No recente e premiado conto de N. K. Jemisin, Emergency Skin (2019; no Brasil, na
antologia Forward, Ed. Intrínseca, 2021),
a Terra está em pleno colapso e os bilionários constroem uma frota de
espaçonaves para a fuga. Depois que eles vão embora, os que ficaram para trás
conseguem reverter a situação, uma vez que os causadores da situação migraram
em massa.
Numa catástrofe, salvam-se os que podem.
Se um cientista inventar um dia uma máquina de
imortalidade, ou de imortalização, quem serão os primeiros beneficiados?
Provavelmente as pessoas a quem ele tem acesso, as pessoas que são importantes
para ele.
É mais ou menos o que acontece com o Morel imaginado por
Adolfo Bioy Casares no seu clássico La
Invención de Morel (1940). No Brasil, o livro saiu pela Expressão e Cultura
como A Máquina Fantástica (1974,
trad. Vera Neves Pedroso), republicada em 1986 pela Rocco como A Invenção de Morel.

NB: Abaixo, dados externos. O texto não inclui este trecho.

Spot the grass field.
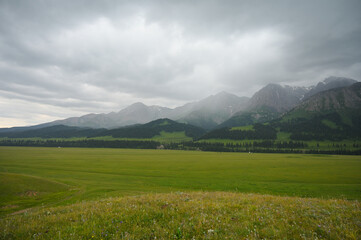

Fiz mais acima uma distinção entre imortalidade e
imortalização, e esta é essencial na concepção da história. Morel (não farei
aqui um resumo do enredo do romance) inventou uma espécie de cinema em 3D ou
4D, que registra e conserva, de forma perfeita, a presença e as ações de
pessoas num ambiente. Uma espécie de cinema total, onde as imagens são
tridimensionais, e têm uma materialidade concreta que falta, por exemplo, aos
hologramas.
E durante uma semana ele traz seus amigos para a ilha
onde tem uma mansão (com jardim, piscina, etc.) e todos se divertem, bebem,
riem, cantam, dançam, praticam esportes, namoram, desfrutam daquele lazer um
pouco tenso e um pouco ruidoso dos ricos que, não precisando ganhar a vida,
precisam, o tempo inteiro, inventar pretextos para preencher seus dias imensos,
longuíssimos, dias e noites que não acabam mais.
O que Morel descobre não é a imortalidade, que seria o
prolongamento indefinido da vida daquelas pessoas. As pessoas morrerão, sim.
(Como dizia Millôr Fernandes, “injustiça social mesmo era se uns morressem, e outros não”.)
O livro de Bioy Casares mostra a criação de uma máquina
capaz de captar e reproduzir trechos da realidade, de forma tridimensional (ou
quadri-dimensional, pois se dá ao longo do tempo), e material. É
cientificamente improvável? Talvez – tanto quanto máquinas do tempo ou
espaçonaves mais velozes do que a luz.
Como disse Jorge Luís Borges, no famoso prefácio que
escreveu para este livro:
“Adolfo Bioy Casares, nestas páginas, resolve com felicidade um problema talvez mais difícil. Desdobra uma odisséia de prodígios que não parecem admitir outra chave senão a alucinação ou o símbolo; e a decifra satisfatoriamente mediante um único postulado fantástico, mas não sobrenatural.”